Enquanto gritava imitando o bugio, a canalha lhe acompanhou e todos se puseram a rir, às gargalhadas.

– Ele se carmô depois e foi-se embora. Eu colhi a banana, porque não sou bobo nem nada – disse puxando a pele do olho direito com o indicador e arregalando o olho – e deixei o cacho pendurado na varanda.

– No outro dia, de manhãzinha, o danado não me vorta! – disse se levando do banco e colocando as mãos na cintura, levando as crianças às gargalhadas mais uma vez.

– Que que o senhor fez, Seu Cipriano? – desta vez, quem lhe indagou foi Zico, mostrando sua curiosidade na história.

– Olhei ele no olho, assim – disse olhando fundo no olho do menino Zico – e disse: Vós quereis uma banana!?… Mas não te dou de perto! Hahahaha!

E, às gargalhadas, despediu-se de Nhá Eneide e das crianças que ficaram sem saber se o bugio tinha mesmo pegado a banana ou não.

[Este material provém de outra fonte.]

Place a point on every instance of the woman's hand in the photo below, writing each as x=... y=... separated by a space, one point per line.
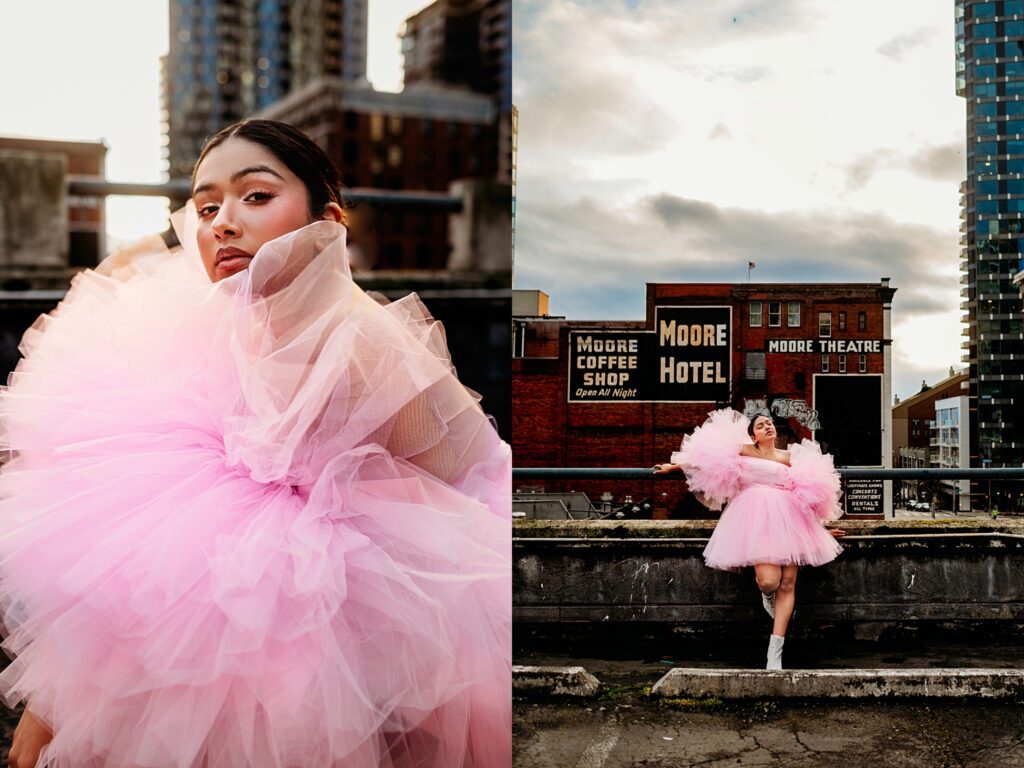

Desde então, Seu Cipriano sempre recebia as crianças que se aventuravam mata a dentro para visitá-lo e ouvir suas histórias. Nunca pode apresentar-lhes Chico que não lhe visitava quando tinha a companhia da canalha. Entretanto, um dia, Carlos e Zico fizeram tocaia de manhãzinha perto da tapera e viram o bugio Chico comendo das bananas ao lado de Seu Cipriano que lhe falava num idioma que os meninos eram incapazes de compreender, mas sabiam que era mágico, pois o homem banto era amigo do bugio e só os magos falam com os animais.